Controversy surrounding an alleged ‘art’ student, who shall remain anonymous, at least in my little world, suddenly took me back to my own university days. There was much controversy, blah blah blah, then a ‘manifesto’ – just like real artists have (at least back in the 20s) – that seemed to be cribbed directly from my old student reading material.
I studied Communications which unfortunately also involved Cultural Studies and Critical Theory. This stuff would be perfectly familiar to any one who took Feminist studies, anthropology and probably most senior-level arts classes too.
I say unfortunately in the sense that it was often a rather tedious challenge to get through a lot of obfuscation and unnecessary abstraction to the the actual ideas, some of which could be pretty insightful and interesting. For example, the concept of ‘hegemony’ the way it is used in Cultural Studies/critical theory is quite good, but rarely do people outside that realm have any idea what you’re talking about if you use the term.
However there’s a tendency for certain academics, and even more so their students, to hide weak ideas (or none) behind confusing and important seeming words in order to come across as intellectual. It really is so bad that Physics Professor Alan Sokal submitted an utterly fake paper to a then non-peer reviewed journal that was subsequently published.
Years later I had a room-mate who was growing frustrated with his International Relations courses – largely stumbling through the all the extraneous verbiage. Unfortunately for him, he lacked the filter in his brain that could just shut this stuff out. Most of it is neo-marxist tripe of one sort or another, some of which has some merits, but some of which is often just a hodgepodge of postmodern terminology that when actually ‘deconstructed’ can be nearly void of any actual meaning, or coherent train of thought beyond vague and dubious claims of western Imperialism.
So in the honour of my former struggling-student roommate and the spoiled Yalie, I’ve decided to invent the “cultural studies drinking game” (or if you prefer, the “critical theory drinking game”), which after 30 seconds of Googling, I’ve confirmed has not already been invented by someone else and is therefore mine.
Fiction – when referring to anything other than a book that is not non-fiction: pretend to take one shot
Myth – unless debunking a widely held belief such as changing lightbulbs will stop global warming: one swig of beer.

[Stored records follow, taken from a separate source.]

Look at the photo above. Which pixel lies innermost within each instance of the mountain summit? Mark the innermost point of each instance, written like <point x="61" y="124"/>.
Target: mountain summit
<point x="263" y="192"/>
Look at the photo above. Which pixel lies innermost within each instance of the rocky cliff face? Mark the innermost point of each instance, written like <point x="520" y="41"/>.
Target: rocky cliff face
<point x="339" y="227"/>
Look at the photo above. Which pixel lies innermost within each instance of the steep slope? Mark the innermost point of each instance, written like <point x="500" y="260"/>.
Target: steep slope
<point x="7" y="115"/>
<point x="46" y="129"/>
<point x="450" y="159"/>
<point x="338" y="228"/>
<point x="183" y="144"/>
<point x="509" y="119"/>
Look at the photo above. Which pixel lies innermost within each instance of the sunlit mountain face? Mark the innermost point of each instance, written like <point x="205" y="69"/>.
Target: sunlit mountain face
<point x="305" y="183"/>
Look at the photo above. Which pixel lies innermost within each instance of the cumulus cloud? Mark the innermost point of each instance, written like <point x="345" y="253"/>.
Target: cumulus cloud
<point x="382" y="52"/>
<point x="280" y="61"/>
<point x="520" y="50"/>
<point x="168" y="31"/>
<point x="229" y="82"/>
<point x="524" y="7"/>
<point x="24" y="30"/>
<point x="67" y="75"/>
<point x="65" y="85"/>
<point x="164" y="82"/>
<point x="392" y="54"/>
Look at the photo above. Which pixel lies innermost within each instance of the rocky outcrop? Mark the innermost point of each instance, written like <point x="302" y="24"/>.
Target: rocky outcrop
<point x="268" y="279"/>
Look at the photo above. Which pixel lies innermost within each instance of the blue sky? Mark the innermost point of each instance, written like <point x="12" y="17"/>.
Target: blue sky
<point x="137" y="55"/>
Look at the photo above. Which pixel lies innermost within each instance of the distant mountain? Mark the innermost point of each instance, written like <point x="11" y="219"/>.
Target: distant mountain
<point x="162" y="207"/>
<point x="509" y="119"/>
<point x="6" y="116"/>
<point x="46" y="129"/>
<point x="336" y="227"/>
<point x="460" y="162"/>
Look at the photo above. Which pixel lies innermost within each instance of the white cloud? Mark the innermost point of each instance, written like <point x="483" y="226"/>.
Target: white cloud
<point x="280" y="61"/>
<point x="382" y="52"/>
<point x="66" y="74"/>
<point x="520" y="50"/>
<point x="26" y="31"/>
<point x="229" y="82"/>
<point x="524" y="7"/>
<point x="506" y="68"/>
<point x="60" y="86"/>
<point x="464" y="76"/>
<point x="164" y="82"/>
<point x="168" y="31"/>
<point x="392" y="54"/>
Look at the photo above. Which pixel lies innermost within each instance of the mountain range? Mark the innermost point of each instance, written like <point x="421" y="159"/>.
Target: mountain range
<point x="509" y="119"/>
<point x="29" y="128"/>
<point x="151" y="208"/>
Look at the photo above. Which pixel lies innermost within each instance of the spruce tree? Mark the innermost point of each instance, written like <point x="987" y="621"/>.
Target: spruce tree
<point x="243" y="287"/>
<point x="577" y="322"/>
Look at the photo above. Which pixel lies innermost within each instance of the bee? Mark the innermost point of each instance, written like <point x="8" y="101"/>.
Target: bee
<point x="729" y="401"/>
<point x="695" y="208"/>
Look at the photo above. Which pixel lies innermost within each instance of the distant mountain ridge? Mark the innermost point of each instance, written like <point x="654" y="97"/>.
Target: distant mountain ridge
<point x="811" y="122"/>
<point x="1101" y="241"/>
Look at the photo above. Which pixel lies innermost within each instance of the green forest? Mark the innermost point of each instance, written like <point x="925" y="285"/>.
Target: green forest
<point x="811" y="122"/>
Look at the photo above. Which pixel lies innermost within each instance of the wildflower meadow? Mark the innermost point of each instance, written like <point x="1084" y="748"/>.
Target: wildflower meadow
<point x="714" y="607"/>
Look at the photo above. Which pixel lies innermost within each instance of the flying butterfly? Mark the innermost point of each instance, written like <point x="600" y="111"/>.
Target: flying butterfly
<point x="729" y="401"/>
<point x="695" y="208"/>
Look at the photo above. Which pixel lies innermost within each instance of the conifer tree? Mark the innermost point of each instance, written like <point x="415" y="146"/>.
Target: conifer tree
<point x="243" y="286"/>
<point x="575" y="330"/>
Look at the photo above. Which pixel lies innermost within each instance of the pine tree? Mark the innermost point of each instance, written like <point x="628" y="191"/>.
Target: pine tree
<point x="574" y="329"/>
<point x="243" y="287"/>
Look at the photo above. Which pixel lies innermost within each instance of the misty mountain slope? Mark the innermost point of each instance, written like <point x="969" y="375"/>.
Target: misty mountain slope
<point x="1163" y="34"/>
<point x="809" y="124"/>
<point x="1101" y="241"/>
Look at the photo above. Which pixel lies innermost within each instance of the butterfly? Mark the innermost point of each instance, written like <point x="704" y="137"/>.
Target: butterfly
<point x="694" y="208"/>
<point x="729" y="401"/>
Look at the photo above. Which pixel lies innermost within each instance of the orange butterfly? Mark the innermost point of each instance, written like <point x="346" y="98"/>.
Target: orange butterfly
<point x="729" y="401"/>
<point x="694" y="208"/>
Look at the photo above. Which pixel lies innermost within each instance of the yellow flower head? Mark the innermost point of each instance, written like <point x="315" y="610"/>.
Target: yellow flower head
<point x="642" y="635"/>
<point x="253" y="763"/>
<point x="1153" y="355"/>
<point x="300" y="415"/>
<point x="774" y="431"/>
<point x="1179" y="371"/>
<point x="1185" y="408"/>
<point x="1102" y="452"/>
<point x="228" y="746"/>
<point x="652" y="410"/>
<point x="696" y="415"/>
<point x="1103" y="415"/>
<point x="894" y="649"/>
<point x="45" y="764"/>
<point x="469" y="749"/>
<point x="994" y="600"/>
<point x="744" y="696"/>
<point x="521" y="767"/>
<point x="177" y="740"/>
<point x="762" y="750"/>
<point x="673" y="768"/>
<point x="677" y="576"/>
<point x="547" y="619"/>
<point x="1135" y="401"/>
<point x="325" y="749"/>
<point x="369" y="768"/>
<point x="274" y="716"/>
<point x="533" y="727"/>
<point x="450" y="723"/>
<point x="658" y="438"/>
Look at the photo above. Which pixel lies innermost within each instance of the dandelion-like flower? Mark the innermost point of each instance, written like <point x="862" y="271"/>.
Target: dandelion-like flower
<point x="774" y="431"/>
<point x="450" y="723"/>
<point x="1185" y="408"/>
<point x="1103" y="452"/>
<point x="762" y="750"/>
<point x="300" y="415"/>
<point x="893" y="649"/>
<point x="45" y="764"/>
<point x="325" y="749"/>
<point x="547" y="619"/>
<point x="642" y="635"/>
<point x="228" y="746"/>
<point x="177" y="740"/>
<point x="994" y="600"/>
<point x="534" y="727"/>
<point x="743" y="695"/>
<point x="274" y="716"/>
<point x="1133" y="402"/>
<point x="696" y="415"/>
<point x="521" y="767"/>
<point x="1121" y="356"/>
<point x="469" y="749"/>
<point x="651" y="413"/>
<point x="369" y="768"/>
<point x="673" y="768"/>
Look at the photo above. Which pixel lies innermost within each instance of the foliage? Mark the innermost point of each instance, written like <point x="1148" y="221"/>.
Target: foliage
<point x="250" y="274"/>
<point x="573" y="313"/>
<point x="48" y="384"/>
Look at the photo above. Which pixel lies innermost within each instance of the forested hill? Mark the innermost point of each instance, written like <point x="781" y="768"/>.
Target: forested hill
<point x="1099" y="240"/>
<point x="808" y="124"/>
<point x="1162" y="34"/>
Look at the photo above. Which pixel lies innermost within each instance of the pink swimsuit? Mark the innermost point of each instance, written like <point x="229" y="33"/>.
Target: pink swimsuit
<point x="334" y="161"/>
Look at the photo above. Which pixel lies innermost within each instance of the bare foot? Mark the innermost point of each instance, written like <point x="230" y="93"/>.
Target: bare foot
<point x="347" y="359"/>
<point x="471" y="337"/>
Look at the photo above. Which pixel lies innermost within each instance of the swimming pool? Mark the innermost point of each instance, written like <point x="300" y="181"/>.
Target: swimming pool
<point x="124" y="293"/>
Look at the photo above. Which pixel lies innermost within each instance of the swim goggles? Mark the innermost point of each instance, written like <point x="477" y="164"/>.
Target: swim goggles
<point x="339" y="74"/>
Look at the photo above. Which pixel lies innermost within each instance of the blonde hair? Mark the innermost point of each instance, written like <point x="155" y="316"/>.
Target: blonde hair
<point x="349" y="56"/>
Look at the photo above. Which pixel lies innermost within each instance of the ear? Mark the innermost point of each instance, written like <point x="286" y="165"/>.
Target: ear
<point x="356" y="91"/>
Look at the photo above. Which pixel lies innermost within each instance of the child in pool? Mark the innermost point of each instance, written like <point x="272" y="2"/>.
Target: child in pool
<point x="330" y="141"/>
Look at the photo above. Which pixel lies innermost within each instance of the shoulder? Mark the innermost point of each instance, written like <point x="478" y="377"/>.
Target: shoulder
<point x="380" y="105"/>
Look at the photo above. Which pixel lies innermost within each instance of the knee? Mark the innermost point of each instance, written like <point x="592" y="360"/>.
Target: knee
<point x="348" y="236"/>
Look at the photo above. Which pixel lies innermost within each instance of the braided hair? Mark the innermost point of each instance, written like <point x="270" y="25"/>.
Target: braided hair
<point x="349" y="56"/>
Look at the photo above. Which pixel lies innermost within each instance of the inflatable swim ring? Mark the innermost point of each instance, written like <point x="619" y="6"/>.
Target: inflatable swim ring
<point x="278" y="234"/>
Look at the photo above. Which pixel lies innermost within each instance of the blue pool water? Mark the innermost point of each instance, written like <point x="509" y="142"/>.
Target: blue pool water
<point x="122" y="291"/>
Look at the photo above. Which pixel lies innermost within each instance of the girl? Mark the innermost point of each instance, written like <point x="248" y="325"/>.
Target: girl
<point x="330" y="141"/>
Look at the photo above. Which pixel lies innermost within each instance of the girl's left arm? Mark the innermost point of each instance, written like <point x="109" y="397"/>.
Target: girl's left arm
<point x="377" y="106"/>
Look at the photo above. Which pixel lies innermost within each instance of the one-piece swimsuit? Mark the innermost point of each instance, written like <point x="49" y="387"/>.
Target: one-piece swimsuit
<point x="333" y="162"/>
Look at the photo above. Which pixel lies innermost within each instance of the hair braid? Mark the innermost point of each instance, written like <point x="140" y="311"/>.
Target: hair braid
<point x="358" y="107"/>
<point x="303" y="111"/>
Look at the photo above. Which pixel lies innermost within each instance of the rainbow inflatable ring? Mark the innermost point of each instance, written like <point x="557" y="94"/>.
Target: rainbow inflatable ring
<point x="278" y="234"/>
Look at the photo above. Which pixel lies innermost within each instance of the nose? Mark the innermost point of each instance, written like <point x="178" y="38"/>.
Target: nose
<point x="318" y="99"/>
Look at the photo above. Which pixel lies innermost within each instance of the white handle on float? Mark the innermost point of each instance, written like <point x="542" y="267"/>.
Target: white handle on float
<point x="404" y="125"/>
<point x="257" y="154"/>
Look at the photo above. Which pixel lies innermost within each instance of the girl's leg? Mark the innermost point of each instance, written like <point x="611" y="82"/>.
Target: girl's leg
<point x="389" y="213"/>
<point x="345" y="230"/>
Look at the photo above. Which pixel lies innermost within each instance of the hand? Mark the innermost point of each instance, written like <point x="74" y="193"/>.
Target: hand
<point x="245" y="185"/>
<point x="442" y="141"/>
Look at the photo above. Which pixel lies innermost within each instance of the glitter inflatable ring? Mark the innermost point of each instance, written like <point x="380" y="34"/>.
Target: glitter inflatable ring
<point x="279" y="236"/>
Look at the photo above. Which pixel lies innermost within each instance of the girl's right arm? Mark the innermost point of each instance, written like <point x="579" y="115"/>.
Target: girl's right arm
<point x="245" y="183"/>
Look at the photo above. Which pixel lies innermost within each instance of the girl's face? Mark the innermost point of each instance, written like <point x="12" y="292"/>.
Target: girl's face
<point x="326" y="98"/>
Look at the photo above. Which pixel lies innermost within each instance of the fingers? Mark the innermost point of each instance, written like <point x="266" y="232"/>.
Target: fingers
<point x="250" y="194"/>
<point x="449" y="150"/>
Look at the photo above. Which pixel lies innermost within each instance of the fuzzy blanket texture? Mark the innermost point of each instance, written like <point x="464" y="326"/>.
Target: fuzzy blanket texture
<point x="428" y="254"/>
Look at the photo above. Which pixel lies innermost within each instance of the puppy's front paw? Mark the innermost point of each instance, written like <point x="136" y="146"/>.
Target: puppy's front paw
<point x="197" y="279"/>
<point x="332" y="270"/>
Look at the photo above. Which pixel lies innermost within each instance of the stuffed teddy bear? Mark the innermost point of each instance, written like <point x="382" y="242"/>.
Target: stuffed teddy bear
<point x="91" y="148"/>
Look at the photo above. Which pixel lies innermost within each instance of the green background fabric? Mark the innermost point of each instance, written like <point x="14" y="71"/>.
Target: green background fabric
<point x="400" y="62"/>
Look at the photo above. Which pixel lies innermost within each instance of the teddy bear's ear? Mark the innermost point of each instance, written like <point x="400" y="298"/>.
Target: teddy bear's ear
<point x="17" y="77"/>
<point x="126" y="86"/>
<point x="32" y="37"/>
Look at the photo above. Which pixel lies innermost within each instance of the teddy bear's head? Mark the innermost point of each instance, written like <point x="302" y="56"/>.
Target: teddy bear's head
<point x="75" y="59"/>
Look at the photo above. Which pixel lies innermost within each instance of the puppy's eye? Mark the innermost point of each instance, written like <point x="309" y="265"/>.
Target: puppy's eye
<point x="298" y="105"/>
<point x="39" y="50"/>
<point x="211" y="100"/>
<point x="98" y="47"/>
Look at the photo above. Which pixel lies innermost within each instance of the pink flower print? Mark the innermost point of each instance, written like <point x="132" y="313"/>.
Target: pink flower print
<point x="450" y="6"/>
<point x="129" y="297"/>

Ambiguity – one shot. Maybe
Adding ‘ity’ or ‘ities’ to any adjective in an attempt to turn it into a noun: e.g. ‘domestic’ vs ‘domesticity’ : two shots.
Adding any other extra syllables to any common word to make it sound more ‘academic’ – one shot per each syllable.
Relation to power or ruling class – everyone takes a shot.
Social construction – see ambiguity
Oppressive State Apparatus/Instrument of State Apparatus – throw your shot glass at the person sitting opposite
Appropriation – take the drink of the person to your right. If used in the same phrase as “class relation”, then three shots.
Discourse – everyone yells ‘chug chug chug!’ while you swallow the remainder of whatever is in your glass.
Consciousness – you’ve now lost consciousness from drinking too much. And you’ve only read two paragraphs. Game over.